向上心

向上心
サミュエル・スマイルズ
竹内均訳

読後の感想
 『自助論』、邦題では『西国立志編』で有名なサミュエル・スマイルズの著書。

 百年以上も昔に書かれた本とは思えないほど、現在にも通じる部分の多さに驚かされます。ただ残念なことに、引用として登場する人物の多くを知らないため、その言葉の引用の真の意図まではつかみかねました。

肝に銘じようと思ったくだり
 行動ばかりかあとさきを考えずにむちゃな物の言い方をする人もいる。

 頭をすばやく回転させ、おそらくその場の座興で痛烈な言葉を吐くような衝動的な天才は、皮肉やあてこすりを勝手にいうものだ。

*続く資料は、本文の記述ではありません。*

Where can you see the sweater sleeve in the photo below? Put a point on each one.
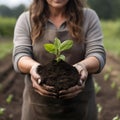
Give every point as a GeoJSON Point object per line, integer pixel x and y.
{"type": "Point", "coordinates": [94, 38]}
{"type": "Point", "coordinates": [22, 40]}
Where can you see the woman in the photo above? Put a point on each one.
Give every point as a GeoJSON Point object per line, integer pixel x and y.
{"type": "Point", "coordinates": [65, 19]}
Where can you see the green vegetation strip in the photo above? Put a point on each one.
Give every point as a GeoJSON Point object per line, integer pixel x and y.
{"type": "Point", "coordinates": [5, 48]}
{"type": "Point", "coordinates": [111, 31]}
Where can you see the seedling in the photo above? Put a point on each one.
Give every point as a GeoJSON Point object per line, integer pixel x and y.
{"type": "Point", "coordinates": [57, 48]}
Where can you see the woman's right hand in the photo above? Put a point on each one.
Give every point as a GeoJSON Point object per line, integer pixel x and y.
{"type": "Point", "coordinates": [43, 90]}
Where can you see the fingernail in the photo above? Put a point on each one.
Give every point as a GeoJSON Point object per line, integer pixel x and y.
{"type": "Point", "coordinates": [39, 81]}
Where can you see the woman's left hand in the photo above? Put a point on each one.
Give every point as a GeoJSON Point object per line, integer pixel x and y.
{"type": "Point", "coordinates": [75, 90]}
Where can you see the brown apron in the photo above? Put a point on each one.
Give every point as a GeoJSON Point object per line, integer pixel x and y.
{"type": "Point", "coordinates": [37, 107]}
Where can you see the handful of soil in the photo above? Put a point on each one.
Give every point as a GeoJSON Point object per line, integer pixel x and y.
{"type": "Point", "coordinates": [60, 74]}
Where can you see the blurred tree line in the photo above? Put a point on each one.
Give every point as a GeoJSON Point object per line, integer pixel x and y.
{"type": "Point", "coordinates": [106, 9]}
{"type": "Point", "coordinates": [5, 11]}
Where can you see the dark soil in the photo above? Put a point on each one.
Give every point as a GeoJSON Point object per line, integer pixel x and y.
{"type": "Point", "coordinates": [12, 83]}
{"type": "Point", "coordinates": [60, 74]}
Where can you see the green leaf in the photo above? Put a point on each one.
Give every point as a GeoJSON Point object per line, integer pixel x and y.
{"type": "Point", "coordinates": [9, 98]}
{"type": "Point", "coordinates": [2, 110]}
{"type": "Point", "coordinates": [66, 45]}
{"type": "Point", "coordinates": [50, 48]}
{"type": "Point", "coordinates": [57, 42]}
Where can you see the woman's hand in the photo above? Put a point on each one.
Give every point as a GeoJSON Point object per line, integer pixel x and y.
{"type": "Point", "coordinates": [43, 90]}
{"type": "Point", "coordinates": [75, 90]}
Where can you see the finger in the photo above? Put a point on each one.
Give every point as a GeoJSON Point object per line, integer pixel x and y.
{"type": "Point", "coordinates": [71, 90]}
{"type": "Point", "coordinates": [70, 95]}
{"type": "Point", "coordinates": [49, 88]}
{"type": "Point", "coordinates": [45, 93]}
{"type": "Point", "coordinates": [83, 75]}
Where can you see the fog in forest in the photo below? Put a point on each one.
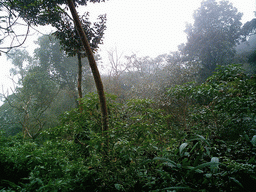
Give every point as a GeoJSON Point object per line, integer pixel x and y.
{"type": "Point", "coordinates": [128, 95]}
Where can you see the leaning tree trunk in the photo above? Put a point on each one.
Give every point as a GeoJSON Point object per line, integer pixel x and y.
{"type": "Point", "coordinates": [93, 65]}
{"type": "Point", "coordinates": [79, 82]}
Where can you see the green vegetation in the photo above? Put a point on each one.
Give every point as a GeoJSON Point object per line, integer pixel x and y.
{"type": "Point", "coordinates": [210, 148]}
{"type": "Point", "coordinates": [184, 121]}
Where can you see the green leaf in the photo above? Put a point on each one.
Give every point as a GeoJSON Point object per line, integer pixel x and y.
{"type": "Point", "coordinates": [182, 147]}
{"type": "Point", "coordinates": [170, 162]}
{"type": "Point", "coordinates": [119, 187]}
{"type": "Point", "coordinates": [253, 141]}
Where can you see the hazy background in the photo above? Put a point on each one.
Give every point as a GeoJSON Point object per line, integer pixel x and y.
{"type": "Point", "coordinates": [144, 27]}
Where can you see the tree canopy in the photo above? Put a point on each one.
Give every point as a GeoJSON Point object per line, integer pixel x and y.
{"type": "Point", "coordinates": [213, 36]}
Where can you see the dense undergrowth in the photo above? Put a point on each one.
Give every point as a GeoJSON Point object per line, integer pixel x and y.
{"type": "Point", "coordinates": [200, 139]}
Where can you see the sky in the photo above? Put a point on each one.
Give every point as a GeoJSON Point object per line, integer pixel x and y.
{"type": "Point", "coordinates": [144, 27]}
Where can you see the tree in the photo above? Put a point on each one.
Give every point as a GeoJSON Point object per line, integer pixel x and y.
{"type": "Point", "coordinates": [50, 12]}
{"type": "Point", "coordinates": [60, 67]}
{"type": "Point", "coordinates": [213, 36]}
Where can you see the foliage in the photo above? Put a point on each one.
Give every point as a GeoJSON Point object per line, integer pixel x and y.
{"type": "Point", "coordinates": [213, 36]}
{"type": "Point", "coordinates": [224, 104]}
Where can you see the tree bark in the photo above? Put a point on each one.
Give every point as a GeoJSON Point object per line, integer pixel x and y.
{"type": "Point", "coordinates": [93, 65]}
{"type": "Point", "coordinates": [79, 81]}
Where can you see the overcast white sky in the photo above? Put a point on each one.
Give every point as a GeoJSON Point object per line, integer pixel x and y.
{"type": "Point", "coordinates": [144, 27]}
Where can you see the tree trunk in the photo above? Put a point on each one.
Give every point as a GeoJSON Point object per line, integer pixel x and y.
{"type": "Point", "coordinates": [93, 65]}
{"type": "Point", "coordinates": [79, 82]}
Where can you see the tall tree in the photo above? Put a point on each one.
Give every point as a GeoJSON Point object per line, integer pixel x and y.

 それが、いつかは自分の身にはね返って命取りになる。
 相手をからかうつもりで機知にとんだ意地悪ばかりいっていたために失脚した政治家さえいる(P171)。

 世の中には悪人よりも善人のほうが多く、悪人は善人よりも大胆だという理由だけで優勢を保っているのだ。
 「われわれは決断力の強い人間をどうしてもほめたくなる。われわれがよく悪人の味方をするのは、悪人がこの力をもっているからにすぎない。(略)」とペルテスは述懐している。